One of Asia’s fastest-growing economies is getting ready for higher borrowing costs, just as it embarks on a massive infrastructure spending program.
Philippine Treasurer Rosalia De Leon plans to conduct a peso-denominated debt exchange, the first in three years. The Treasury may also sell bonds to retail investors later this year to lock in rates before global central banks collectively begin to reverse stimulus of the past decade.
“We are prepared to meet the challenges, having rolled out reforms years ago,” she said in an interview this week. “The Philippines remains a strong growth and credit story.”
Economic expansion in the Philippines, which topped 6 percent for the sixth year in 2017, is set to maintain momentum as President Rodrigo Duterte rolls out a $180 billion program to build roads and railways. At the same time, the boom has led to twin deficits in the budget and current accounts.
The government last week sold $2 billion of global bonds, using $1.25 billion of the new debt to swap shorter, more expensive dollar bonds previously issued. Debt exchanges helped cut interest payments to 12.4 percent of the budget in 2017, from 30 percent in 2006, according to data from the Treasury.
The administration has room to borrow after the previous administration ran a tight fiscal policy with a budget-deficit goal of only two percent of gross domestic product. Duterte, who took office in 2016, anticipates widening that to three percent from 2018 to 2022.

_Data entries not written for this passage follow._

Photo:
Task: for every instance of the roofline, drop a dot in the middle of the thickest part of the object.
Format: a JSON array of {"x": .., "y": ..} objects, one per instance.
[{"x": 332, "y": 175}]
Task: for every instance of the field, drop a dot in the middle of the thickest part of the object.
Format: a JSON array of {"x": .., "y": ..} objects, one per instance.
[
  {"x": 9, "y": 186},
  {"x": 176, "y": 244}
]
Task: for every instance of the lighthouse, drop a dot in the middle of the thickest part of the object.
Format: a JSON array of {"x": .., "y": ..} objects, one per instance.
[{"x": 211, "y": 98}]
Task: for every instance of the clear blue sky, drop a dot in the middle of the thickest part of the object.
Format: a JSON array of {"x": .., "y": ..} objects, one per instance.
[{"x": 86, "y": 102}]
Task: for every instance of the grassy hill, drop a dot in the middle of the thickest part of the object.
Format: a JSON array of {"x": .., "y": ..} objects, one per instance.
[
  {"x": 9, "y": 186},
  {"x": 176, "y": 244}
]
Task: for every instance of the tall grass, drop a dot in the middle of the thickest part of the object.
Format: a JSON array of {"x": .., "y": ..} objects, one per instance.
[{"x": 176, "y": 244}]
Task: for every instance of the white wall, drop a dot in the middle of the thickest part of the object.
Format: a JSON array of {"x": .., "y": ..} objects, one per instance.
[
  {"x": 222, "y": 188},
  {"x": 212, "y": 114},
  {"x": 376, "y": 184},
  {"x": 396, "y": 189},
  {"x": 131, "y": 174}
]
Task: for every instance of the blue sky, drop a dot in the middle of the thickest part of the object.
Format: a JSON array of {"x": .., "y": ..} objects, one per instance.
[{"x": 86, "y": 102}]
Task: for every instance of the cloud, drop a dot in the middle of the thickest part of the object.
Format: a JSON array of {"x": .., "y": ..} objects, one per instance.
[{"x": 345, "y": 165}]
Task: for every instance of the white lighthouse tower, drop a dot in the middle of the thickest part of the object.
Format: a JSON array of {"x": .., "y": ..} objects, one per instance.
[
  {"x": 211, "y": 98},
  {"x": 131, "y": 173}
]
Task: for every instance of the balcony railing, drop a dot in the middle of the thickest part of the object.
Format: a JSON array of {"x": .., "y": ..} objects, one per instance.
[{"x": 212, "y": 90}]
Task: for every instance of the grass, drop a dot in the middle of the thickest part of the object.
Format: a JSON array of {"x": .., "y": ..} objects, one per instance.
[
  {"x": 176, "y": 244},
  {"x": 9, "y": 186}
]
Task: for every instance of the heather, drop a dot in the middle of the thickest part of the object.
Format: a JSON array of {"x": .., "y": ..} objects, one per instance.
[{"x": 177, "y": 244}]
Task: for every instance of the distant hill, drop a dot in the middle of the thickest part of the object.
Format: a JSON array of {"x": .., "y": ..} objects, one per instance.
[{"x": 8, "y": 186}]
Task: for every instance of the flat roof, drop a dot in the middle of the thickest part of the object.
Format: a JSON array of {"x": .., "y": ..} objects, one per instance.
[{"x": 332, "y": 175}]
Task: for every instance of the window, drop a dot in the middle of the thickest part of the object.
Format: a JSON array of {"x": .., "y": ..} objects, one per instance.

De Leon said she has a number of fundraising options to choose from this year, including:
A debut sale of yuan-denominated bonds.
Return to the Japanese debt market.
The Treasury will review its borrowing strategy by mid-year once it has a clearer picture of revenue and spending trends, de Leon said. A record sale in November of 255 billion pesos ($5 billion) to retail investors has given de Leon the headroom to cap borrowing costs by rejecting “out of line” bids, she said.
“As investors see that we have been managing our portfolio well, along with the stellar performance of the economy, they will see an upside in holding the debt” of the Philippines, even if interest rates were to climb, de Leon said.
The Philippines has a credit rating one notch higher than Indonesia at Moody’s Investors Service and Standard & Poor’s.